Photo/Illutration U.S. President Joe Biden shakes hands with Japanese Prime Minister Fumio Kishida during a bilateral meeting at Akasaka Palace in Tokyo on May 23. (AP Photo)

There is no doubt that China’s aggressive and largely secretive military buildup and its foreign policy agenda aimed at challenging the existing order are generating a lot of tensions in the region.

But simply taking a confrontational policy focused on military power in countering China’s expansion and seeking economic decoupling from the country under the pretext of economic security cannot help maintain peace and stability.

As one of China’s neighbors, Japan should try to persuade the United States to rein in its increasingly competitive stance toward China while exploring ways to ensure peaceful coexistence based on dialogue and efforts to build mutual trust.

U.S. President Joe Biden flew to Japan on May 22 and held his first full-fledged face-to-face talks with Prime Minister Fumio Kishida on May 23. In their joint statement, Kishida and Biden condemned “Russia’s brutal, unprovoked, and unjustified aggression against Ukraine.”

The two leaders reaffirmed that Europe is not the only region facing challenges to the rules-based international order and pledged to promote the vision of “a free and open Indo-Pacific region.”

We welcome Washington’s demonstration of its commitment to becoming actively involved in maintaining the order in Asia at a time when security in Europe is the focus of international politics. But we find it hard not to be worried about its approach to tackling the challenge.

This concern was underscored by Biden’s remarks concerning Taiwan in his joint news conference with Kishida.

Their joint statement said the two leaders “reiterated the importance of peace and stability across the Taiwan Strait” and “encouraged the peaceful resolution of cross-strait issues.” When asked if he was willing to use military force to defend Taiwan should it ever be attacked by China, however, Biden answered in the affirmative twice.

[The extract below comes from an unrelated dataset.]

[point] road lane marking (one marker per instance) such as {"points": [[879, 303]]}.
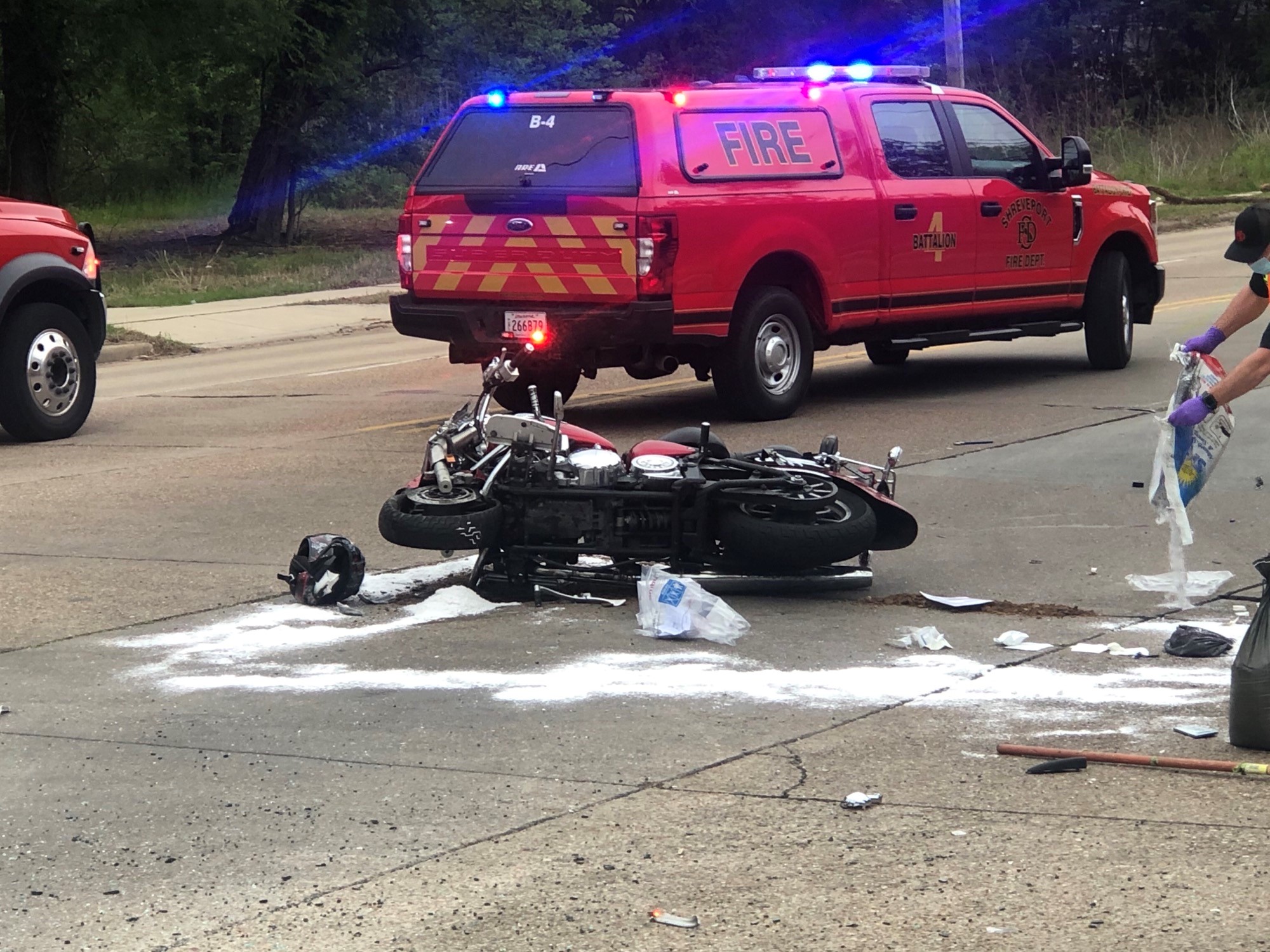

The successive U.S. administrations have adopted the so-called “strategic ambiguity” policy concerning this issue, designed to discourage both sides from taking any reckless action by refusing to make a commitment either way.

In line with this traditional policy, their joint statement said the two leaders’ “basic positions on Taiwan remain unchanged.” But Biden’s responses to the question are inevitably interpreted as signaling a major shift from this policy.

We cannot help but wonder how carefully Biden weighed the implications of sending out this message.

Kishida and Biden also agreed to beef up the deterrence and response capabilities of the bilateral security alliance. Kishida told Biden that Japan will consider acquiring the ability to strike enemy bases by saying his government will be open to “all options” and expressed his resolve to secure a significant increase in Japan’s defense spending.

Kishida also told Biden that Japan will join a new framework for economic cooperation in the Indo-Pacific region just launched by the president and dubbed the Indo-Pacific Economic Framework (IPEF).

There is absolutely no justification for Russia’s aggression against Ukraine. But things could have been different if Western nations such as members of NATO had succeeded in building a new order involving Russia.

The war in Ukraine shows what could happen as a result of a strategy focused on containing a major power by force without effective efforts for two-way communication. There must be important lessons to be learned from the history of Europe over the past three decades.

Tokyo needs to step up its diplomatic efforts to revitalize its high-level talks with Beijing, which have been mostly in stagnation, and to build emergency maritime and air communication systems to prevent accidental armed clashes.

Even though Japan’s security alliance with the United States is the cornerstone of its foreign policy and the nation needs to steadily enhance its defense capabilities, Japan should have its own independent policy toward China, which goes beyond simply following the U.S. lead.